In the darkness of early morning we shouldered packs at the steamy volcanic hot springs surrounded by tree ferns, the gigantic leaves of Gunnera mexicana [above] and banks of indeterminate leaved ferns. But by mid-morning the climb had taken us over 10,000 feet and the trail wove through great tussocks of grass, the ground still frozen in the shade at our feet.
The orange flower clusters of the butterfly bush Buddleja megalocephala tower above us, the guide points out the volcano ahead releasing an ample burst of white gasses into the blue sky. A firewood cutter descends past, back piled high with the bundled lengths of a mornings labor in the forest.
The plant world here is dominated by a mad abundance of the composite flowers from the aster family. The frustration of separating one from another leads to practice of some newly learned, shall we say colorful, Spanish vocabulary. Shrub, tree, ground cover, vine and thistle- there seems no end to the variation of daisy on a stick here. It is clear we are in a center of diversity. Amongst the yellow, white, purple, orange fireworks of flowers tower Roldana gilgii with its fans of felted leaves and purple gland covered flower.
Jade green Eryngium contrast with the fine tawny grasses.
Woven throughout are the clustered orange bells of Bomarea [above], a vining alstroemeria relative. And every turn of the path yields yet another type of salvia.
Along the spine of a ridge in the midday heat we cross open areas of slash and burn agriculture.
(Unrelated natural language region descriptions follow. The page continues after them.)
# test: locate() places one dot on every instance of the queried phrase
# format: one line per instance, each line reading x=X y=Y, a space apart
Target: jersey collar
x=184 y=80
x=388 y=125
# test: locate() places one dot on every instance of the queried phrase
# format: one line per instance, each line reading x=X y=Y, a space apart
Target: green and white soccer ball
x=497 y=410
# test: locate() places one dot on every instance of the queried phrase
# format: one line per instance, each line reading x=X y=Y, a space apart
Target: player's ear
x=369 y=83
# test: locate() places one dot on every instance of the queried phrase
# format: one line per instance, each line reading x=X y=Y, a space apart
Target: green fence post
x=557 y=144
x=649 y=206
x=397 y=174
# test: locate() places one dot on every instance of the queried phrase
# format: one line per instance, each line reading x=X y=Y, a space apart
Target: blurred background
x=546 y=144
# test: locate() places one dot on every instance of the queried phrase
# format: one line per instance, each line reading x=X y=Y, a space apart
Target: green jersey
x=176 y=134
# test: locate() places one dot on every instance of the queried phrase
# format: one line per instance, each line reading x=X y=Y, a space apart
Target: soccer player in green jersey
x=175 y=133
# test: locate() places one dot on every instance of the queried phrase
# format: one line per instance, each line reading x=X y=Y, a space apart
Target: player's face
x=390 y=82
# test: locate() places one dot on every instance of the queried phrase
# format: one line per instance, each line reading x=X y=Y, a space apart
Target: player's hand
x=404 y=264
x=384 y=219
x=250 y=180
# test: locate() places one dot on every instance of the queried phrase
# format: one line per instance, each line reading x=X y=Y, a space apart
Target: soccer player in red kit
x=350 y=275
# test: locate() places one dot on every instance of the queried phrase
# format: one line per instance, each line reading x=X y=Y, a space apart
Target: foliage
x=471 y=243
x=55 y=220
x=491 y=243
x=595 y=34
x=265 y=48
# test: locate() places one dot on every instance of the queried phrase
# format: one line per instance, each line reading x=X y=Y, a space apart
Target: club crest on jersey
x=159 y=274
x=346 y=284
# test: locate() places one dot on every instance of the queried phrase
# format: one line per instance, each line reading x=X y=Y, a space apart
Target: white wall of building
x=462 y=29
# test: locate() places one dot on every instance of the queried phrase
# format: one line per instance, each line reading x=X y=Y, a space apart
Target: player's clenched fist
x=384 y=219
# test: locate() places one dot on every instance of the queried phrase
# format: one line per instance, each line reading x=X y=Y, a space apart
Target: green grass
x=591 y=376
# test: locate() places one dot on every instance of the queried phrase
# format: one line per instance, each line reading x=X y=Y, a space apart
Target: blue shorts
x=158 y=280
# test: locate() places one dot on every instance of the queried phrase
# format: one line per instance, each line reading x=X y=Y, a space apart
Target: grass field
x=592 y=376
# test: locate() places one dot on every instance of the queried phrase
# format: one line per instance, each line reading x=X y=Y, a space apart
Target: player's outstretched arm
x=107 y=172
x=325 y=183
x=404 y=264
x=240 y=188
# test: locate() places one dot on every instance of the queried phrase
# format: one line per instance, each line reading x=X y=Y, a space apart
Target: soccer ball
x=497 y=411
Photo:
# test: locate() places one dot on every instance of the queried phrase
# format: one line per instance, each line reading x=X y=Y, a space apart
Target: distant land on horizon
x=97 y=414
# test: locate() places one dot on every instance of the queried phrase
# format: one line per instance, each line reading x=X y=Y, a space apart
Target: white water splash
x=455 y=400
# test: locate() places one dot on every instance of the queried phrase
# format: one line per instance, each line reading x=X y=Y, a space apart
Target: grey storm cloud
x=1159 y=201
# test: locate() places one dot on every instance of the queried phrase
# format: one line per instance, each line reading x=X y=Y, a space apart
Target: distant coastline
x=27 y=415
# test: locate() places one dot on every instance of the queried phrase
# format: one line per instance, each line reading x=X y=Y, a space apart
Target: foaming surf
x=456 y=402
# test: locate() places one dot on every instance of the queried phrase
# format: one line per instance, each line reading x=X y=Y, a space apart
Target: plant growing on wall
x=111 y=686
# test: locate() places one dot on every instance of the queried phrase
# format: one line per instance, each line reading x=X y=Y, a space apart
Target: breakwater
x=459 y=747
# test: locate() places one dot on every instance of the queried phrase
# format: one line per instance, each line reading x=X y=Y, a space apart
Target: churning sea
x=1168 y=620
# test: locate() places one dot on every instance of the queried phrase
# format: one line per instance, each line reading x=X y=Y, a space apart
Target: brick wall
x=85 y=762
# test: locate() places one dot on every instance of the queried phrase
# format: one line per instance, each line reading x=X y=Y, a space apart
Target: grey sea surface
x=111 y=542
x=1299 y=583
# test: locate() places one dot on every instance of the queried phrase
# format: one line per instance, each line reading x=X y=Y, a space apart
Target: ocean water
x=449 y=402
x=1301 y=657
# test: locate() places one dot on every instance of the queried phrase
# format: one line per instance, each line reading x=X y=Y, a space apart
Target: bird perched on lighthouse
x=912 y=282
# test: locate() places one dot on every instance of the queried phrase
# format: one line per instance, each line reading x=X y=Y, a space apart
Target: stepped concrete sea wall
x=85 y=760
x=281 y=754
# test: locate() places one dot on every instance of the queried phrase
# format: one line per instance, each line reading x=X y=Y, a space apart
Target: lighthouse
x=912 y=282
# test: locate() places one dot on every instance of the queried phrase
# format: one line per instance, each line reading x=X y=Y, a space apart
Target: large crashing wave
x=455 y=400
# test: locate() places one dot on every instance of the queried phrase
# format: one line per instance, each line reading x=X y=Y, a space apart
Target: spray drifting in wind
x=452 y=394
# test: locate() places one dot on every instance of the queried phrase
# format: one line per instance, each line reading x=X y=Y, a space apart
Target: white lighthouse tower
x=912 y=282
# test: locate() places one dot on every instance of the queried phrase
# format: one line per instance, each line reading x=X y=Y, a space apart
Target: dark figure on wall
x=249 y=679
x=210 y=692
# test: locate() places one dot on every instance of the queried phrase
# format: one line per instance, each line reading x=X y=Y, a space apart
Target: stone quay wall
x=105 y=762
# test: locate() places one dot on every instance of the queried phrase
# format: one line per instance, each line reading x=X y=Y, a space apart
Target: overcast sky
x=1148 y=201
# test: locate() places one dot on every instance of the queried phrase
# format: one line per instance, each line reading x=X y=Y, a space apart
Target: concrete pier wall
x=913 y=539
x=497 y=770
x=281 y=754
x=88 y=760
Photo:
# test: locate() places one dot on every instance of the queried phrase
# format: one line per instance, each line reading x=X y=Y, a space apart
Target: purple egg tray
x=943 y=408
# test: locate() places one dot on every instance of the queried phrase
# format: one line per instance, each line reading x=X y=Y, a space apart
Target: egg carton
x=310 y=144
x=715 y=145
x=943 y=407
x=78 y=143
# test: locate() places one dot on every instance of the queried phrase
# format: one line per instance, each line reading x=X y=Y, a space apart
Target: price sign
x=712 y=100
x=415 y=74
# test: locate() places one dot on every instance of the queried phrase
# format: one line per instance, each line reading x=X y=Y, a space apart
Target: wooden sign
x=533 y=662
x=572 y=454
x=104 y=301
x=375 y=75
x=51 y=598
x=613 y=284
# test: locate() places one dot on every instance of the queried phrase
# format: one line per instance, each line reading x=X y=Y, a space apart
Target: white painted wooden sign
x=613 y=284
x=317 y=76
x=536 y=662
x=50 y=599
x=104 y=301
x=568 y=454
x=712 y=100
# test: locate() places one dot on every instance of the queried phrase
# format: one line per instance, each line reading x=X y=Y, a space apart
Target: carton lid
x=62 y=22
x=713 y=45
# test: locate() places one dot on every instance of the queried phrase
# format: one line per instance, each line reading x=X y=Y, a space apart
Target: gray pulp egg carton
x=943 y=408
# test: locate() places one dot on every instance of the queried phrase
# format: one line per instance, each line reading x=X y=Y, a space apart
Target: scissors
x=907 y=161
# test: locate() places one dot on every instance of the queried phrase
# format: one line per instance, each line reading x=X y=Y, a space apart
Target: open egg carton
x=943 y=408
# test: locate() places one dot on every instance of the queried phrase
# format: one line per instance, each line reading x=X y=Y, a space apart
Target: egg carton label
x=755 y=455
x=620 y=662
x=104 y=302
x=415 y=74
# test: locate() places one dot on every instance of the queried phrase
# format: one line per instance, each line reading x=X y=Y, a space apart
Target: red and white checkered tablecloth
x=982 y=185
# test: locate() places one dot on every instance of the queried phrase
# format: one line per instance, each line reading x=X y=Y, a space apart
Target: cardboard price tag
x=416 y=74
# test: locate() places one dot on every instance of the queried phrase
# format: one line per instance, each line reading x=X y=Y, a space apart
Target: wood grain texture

Small relic stands of old growth Guatemalan Fir, some of the southernmost examples of the endangered Abies guatemalensis, hold out along the edges of the blackened landscape.
We pass a shrine in the form of a concrete cross, the date indecipherable.
After ten and a half hours of hiking we bed down for night one in a cinder block, dirt floored structure smelling of gasoline in a town that’s name translates to Alaskan Summit. The source of the name is clear as darkness takes over and the thermometer from my wrist watch quickly drops below zero.
Dave summarizes the situation perfectly in this morning photo.
Another lower mountain range greets us, and as the light of the day becomes longer and our packs heavier, we begin to descend. The sparser alpine environ gives way again to bamboo and air plant encrusted treescapes.
Soon coffee plantations dominate in a half tamed forest. The mix of flowers at times seems more in keeping with an English border at summer peak but closer inspection reveal a decidedly Latin American mix including red Cuphea and tall Centropogon. At the valley bottom we bath in the river before reaching the coffee farming village that was to be our next stop. After dinner a truncated conversation in the darkness on coffee prices, life and the communal sauna passes through translation from my Spanish to the Quiche most speak here.
Day three finds us walking miles along dirt road to the final crest where the giant crater that is Lake Atitlàn spreads out below, embraced by three towering volcanic cones. What more will I take home with me than a smattering of seed and a collection of images? The answer, I decide, is one small window, a human lifetime-sized peek, at the ever flowing evolution where two colliding continents intersect with perhaps the oldest civilization of the New World. How many species are here, or gone, endeavoring to evolve just as the Maya to an ever changing world?